Environ 400 des rouleaux exhumés ont tout de même pu être explorés. Leurs longueurs sont comprises entre 3 et 15 mètres. Plusieurs découvertes ont été faites. Les textes de Philodème contenaient en effet des fragments d'œuvres perdues appartenant au corpus de la philosophie stoïcienne mais aussi des extraits des œuvres d'Aristote et de Théophraste.

Il reste encore des centaines de rouleaux à décrypter et ils pourraient bien contenir quelques surprises, sans compter qu'une partie de la Villa des Papyrus dort encore dans la boue volcanique. Les archéologues se sont adjoint l'aide des physiciens pour tenter de lire ces rouleaux sans avoir besoin de les dérouler afin de conserver intact le plus d'informations possible.

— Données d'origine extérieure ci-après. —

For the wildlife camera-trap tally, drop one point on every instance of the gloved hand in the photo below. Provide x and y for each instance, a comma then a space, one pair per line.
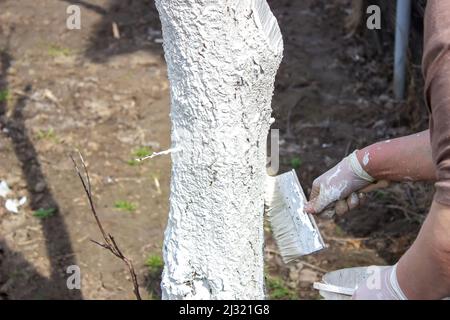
339, 183
381, 284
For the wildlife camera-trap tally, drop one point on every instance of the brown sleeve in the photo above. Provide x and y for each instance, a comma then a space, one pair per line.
436, 69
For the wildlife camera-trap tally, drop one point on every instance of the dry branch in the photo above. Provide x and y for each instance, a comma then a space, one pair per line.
110, 243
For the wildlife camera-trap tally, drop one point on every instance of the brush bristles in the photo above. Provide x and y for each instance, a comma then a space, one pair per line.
294, 231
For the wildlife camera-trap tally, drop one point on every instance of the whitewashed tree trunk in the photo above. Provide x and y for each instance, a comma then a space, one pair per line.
222, 58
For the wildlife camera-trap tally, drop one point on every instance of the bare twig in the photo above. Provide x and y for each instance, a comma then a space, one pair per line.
110, 244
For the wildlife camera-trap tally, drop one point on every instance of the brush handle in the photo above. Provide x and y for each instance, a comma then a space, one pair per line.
330, 211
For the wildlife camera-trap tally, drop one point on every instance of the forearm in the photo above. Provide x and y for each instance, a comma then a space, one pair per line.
407, 158
424, 270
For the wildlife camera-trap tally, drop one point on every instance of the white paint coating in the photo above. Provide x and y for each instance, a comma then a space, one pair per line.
222, 58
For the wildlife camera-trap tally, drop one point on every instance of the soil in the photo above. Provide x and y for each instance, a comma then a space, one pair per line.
108, 97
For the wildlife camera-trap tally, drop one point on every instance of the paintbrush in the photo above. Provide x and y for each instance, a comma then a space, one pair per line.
295, 232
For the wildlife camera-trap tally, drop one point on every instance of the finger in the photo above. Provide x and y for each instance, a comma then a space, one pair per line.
341, 207
327, 213
353, 201
362, 198
309, 207
315, 191
375, 186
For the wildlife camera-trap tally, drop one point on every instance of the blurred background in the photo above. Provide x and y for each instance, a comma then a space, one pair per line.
103, 89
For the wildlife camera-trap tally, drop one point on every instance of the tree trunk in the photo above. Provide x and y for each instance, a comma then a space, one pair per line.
222, 58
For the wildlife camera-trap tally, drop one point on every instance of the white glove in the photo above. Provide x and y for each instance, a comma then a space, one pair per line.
339, 183
381, 284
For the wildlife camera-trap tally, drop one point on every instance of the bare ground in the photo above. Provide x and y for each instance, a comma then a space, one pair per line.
108, 97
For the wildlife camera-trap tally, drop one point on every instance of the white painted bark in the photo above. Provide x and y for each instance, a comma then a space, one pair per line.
222, 58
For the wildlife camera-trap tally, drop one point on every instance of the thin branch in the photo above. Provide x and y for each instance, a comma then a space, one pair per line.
110, 244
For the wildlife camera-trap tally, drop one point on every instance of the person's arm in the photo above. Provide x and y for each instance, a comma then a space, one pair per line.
423, 272
403, 159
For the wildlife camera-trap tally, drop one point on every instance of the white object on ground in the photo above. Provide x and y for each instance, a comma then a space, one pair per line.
13, 205
334, 289
4, 189
338, 284
222, 58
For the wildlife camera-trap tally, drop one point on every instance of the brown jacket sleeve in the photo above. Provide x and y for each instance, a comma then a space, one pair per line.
436, 70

Cette vidéo donne une idée de la performance réalisée par les physiciens de l'ESRF avec les papyrus d'Herculanum. Un rouleau carbonisé devient lisible sans être ouvert. Les lettres redeviennent visibles à l'aide de rayons X et d'algorithmes de traitement de l'image. © YouTube, Emmanuel Brun

De la tomographie X en contraste de phase pour lire Philodème

Les chercheurs ont mis à profit une idée ingénieuse afin de distinguer l'encre des lettres sur les papyrus à l'aide de rayons X. En effet, l'encre utilisée à l'époque était fabriquée à partir de carbone issu des résidus de fumée ce qui rend sa densité quasi identique à celle des feuilles de papyrus carbonisée. Mais il existe tout de même une différence d'indice de réfraction pour ces deux matériaux avec des rayons X qui ne s'y propagent donc pas à la même vitesse.

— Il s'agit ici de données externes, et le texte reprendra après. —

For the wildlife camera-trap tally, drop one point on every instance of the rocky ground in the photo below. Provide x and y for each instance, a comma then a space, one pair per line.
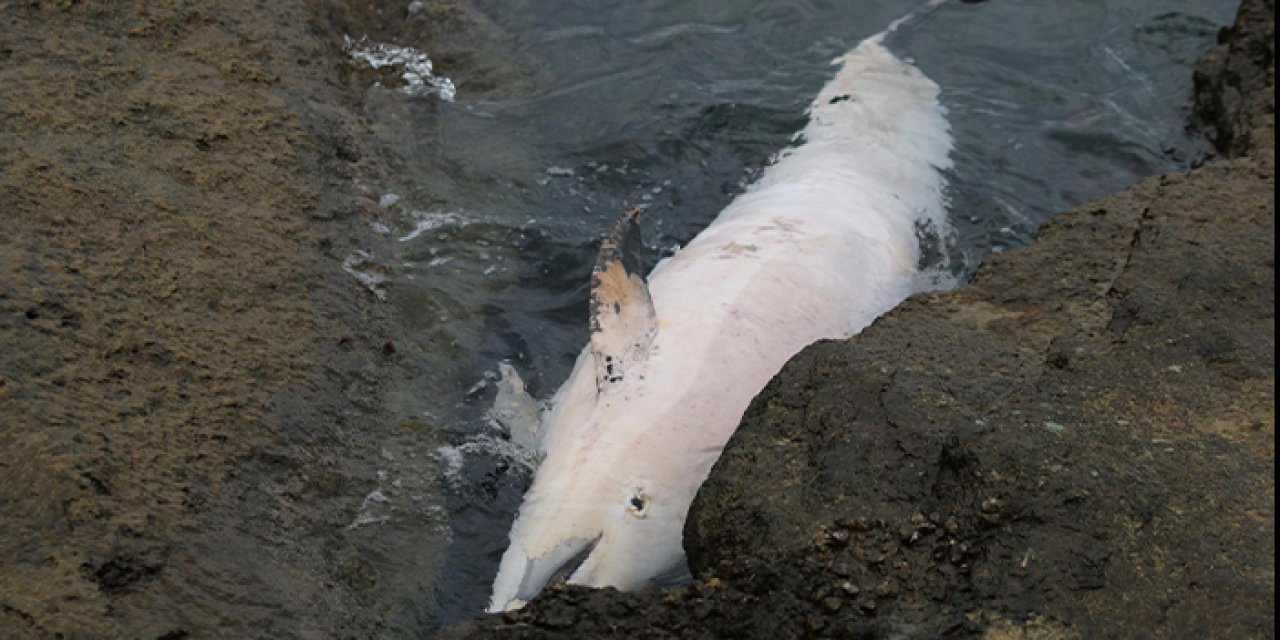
1080, 443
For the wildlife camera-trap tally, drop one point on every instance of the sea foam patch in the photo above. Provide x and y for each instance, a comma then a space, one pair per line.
415, 67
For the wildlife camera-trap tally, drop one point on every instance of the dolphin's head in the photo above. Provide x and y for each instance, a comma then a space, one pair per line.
616, 524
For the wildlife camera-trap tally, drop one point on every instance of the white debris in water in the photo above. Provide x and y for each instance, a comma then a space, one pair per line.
415, 67
371, 280
429, 220
452, 457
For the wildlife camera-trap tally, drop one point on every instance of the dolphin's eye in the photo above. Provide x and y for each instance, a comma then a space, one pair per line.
638, 504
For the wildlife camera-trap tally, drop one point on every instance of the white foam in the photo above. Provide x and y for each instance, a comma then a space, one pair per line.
370, 280
415, 67
430, 220
452, 457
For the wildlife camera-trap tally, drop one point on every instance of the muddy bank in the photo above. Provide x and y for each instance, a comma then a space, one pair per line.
190, 383
1077, 444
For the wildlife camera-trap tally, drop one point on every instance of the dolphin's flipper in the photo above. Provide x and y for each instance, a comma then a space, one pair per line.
624, 321
517, 411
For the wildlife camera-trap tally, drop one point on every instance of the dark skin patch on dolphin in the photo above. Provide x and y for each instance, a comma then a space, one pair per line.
622, 316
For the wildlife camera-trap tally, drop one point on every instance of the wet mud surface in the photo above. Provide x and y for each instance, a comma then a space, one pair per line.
1079, 443
190, 383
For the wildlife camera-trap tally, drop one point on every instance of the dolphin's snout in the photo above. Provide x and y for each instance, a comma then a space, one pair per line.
520, 577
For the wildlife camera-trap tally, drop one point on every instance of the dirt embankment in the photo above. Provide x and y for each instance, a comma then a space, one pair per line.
188, 380
1080, 443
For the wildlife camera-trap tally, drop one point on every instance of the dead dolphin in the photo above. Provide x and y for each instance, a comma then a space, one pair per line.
822, 245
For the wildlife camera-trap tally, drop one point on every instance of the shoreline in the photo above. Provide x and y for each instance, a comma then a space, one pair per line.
191, 383
1078, 443
193, 389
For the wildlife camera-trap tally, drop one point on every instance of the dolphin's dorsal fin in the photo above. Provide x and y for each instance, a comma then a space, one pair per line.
624, 321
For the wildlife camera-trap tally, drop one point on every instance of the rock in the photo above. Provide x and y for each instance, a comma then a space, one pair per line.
1142, 325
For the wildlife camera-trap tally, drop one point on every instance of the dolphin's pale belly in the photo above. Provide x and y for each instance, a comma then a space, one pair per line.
818, 248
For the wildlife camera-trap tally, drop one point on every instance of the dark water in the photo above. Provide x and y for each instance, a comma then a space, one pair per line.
676, 105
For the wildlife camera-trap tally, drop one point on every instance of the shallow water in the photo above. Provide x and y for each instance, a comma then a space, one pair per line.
493, 219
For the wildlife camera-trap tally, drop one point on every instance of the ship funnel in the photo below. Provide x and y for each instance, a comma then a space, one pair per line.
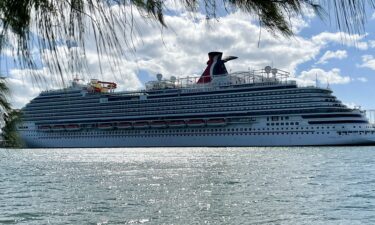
215, 66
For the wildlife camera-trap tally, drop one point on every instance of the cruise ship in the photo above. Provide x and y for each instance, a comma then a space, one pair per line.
249, 108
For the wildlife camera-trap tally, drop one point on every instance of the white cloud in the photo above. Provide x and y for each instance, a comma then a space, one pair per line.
345, 39
308, 78
181, 50
362, 79
368, 61
339, 54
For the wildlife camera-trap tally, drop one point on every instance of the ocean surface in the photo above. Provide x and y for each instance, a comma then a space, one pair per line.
325, 185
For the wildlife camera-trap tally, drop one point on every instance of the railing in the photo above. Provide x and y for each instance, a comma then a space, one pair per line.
370, 114
255, 77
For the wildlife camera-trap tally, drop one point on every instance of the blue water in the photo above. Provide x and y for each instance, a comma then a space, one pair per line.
188, 186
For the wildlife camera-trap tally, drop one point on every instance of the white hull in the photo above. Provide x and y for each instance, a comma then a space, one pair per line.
119, 139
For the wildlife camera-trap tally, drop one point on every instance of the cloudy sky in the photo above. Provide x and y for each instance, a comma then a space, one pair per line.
344, 62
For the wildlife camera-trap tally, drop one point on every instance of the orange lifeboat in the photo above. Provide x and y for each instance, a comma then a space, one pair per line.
141, 125
216, 122
124, 125
72, 127
58, 127
105, 126
176, 123
158, 124
196, 123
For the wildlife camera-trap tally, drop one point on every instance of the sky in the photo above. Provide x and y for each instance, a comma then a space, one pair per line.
343, 62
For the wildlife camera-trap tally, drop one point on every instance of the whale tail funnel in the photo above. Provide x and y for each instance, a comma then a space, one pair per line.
215, 66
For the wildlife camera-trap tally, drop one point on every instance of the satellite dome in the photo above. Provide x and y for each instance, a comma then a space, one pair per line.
267, 69
159, 76
274, 71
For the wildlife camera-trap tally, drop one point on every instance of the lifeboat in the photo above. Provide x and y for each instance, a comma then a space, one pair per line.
158, 124
44, 127
105, 126
124, 125
216, 122
176, 123
72, 127
58, 127
195, 123
141, 125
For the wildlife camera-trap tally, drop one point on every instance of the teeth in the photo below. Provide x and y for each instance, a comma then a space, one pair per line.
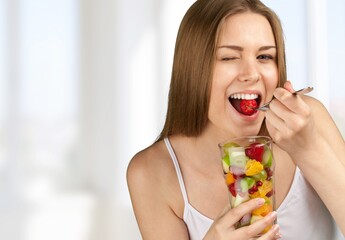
244, 96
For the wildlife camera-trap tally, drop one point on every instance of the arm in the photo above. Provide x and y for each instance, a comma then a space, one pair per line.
303, 128
155, 217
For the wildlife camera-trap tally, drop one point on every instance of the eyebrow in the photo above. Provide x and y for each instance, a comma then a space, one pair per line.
238, 48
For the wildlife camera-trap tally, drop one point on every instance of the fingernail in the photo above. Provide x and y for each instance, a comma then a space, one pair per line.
260, 201
272, 214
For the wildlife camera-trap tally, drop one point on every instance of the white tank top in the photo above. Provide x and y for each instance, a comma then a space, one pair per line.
302, 214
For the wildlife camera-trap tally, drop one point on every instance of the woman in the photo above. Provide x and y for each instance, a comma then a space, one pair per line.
228, 48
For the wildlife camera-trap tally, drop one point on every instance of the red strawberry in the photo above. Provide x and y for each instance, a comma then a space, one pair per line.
255, 151
248, 106
232, 189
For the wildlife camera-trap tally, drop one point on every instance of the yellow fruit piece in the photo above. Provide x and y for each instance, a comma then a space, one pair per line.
266, 229
265, 188
263, 210
253, 167
254, 195
229, 179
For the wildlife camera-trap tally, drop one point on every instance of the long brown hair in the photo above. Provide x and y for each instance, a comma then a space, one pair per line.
194, 58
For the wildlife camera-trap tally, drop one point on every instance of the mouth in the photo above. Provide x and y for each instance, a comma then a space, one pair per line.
245, 103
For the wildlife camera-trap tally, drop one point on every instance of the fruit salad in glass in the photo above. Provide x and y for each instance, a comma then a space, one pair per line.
248, 169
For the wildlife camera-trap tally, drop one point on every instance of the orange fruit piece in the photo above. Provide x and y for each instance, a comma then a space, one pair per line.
253, 167
229, 179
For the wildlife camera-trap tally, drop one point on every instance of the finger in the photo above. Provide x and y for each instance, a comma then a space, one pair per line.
259, 226
235, 214
273, 233
276, 121
288, 86
292, 102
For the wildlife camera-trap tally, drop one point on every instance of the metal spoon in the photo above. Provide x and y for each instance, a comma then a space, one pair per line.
302, 91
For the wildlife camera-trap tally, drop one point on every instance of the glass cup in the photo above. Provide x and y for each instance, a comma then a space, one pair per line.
248, 169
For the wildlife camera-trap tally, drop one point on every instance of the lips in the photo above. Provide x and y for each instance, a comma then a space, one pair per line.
240, 100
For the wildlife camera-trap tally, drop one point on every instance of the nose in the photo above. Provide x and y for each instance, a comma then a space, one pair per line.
248, 72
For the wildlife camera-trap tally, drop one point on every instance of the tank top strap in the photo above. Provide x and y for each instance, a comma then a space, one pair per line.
178, 170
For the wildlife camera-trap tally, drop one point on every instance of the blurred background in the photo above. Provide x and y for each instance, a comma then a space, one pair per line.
83, 87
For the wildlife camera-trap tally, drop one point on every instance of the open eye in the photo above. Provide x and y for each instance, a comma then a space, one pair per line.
265, 57
229, 58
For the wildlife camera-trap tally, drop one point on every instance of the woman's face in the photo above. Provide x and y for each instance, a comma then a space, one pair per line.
245, 75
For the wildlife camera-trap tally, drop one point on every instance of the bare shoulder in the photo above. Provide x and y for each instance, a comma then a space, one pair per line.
154, 190
149, 164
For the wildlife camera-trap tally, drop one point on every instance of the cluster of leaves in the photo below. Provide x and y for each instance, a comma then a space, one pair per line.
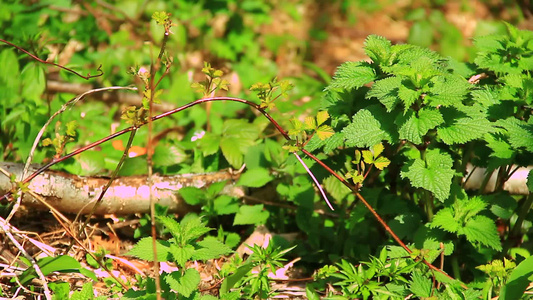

Comme ils l'expliquent dans un article publié dans Nature Communications, les chercheurs ont utilisé cette caractéristique pour faire des expériences avec l'une des lignes de lumière disponible avec l'ESRF (European Synchrotron Radiation Facility), le célèbre synchrotron de Grenoble. En outre, l'encre n'ayant pas pénétré dans les fibres végétales des papyrus, les lettres dépassent de la surface des rouleaux de quelques centaines de microns, ce qui permet d'utiliser la tomographie X en contraste de phase (XPCT) sur deux des rouleaux d'Herculanum.

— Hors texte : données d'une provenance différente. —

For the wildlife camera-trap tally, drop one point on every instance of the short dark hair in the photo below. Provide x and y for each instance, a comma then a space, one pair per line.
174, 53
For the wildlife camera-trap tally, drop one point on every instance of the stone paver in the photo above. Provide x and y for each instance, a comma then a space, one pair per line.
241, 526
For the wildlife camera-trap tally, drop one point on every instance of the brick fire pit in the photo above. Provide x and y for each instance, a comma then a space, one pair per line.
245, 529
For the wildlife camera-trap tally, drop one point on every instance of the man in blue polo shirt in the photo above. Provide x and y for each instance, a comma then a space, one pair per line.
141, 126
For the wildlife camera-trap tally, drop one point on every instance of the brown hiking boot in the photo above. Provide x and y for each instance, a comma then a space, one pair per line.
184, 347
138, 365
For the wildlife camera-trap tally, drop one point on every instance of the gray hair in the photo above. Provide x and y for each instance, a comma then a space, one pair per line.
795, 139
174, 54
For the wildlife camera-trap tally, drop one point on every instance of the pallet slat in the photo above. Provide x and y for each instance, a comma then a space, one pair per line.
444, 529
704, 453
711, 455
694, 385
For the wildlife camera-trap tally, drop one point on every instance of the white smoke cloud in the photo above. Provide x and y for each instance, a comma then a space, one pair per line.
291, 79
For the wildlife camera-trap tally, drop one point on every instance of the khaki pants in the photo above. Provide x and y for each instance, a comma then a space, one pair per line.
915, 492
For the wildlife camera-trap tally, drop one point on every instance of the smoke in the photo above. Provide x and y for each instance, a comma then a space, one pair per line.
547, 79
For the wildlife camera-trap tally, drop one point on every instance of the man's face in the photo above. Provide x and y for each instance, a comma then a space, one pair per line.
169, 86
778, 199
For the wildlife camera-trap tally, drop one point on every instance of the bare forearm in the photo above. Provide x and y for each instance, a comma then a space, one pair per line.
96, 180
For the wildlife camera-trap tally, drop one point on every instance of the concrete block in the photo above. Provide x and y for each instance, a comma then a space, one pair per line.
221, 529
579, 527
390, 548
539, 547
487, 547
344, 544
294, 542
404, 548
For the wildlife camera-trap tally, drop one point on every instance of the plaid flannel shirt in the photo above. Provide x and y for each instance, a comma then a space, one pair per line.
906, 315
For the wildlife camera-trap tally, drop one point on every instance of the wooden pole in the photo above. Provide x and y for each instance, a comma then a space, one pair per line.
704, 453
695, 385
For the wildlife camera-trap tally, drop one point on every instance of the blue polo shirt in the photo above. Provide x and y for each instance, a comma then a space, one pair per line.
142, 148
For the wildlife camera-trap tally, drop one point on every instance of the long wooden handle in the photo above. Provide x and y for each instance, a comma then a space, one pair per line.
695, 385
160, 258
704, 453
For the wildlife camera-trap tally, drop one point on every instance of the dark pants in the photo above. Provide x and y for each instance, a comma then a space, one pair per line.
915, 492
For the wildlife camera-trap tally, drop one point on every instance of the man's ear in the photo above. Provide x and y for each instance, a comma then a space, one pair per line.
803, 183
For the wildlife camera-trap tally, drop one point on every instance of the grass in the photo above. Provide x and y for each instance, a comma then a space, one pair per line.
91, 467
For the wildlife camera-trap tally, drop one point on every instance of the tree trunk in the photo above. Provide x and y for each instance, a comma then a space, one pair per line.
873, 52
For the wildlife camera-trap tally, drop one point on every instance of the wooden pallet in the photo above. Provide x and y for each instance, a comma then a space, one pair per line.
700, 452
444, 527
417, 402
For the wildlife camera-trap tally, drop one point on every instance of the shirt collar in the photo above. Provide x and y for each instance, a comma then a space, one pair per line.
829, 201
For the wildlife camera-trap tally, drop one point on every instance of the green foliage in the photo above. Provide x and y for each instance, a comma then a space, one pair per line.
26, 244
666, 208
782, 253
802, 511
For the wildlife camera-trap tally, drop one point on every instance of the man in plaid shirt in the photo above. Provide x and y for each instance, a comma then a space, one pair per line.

Les résultats obtenus sont prometteurs. Il a été possible de reconstituer un alphabet grec presque complet et aussi de lire quelques mots. Après comparaison avec ceux déjà déchiffrés sur d'autres papyrus qui ont été déroulés, il semble que celui-ci puisse également être attribué à Philodème.

Il reste encore beaucoup de travail à faire selon les chercheurs mais il semble qu'un verrou a bel et bien sauté qui empêchait d'imaginer pouvoir lire toute la bibliothèque de Pison sans avoir à ouvrir les rouleaux qu'elle contient.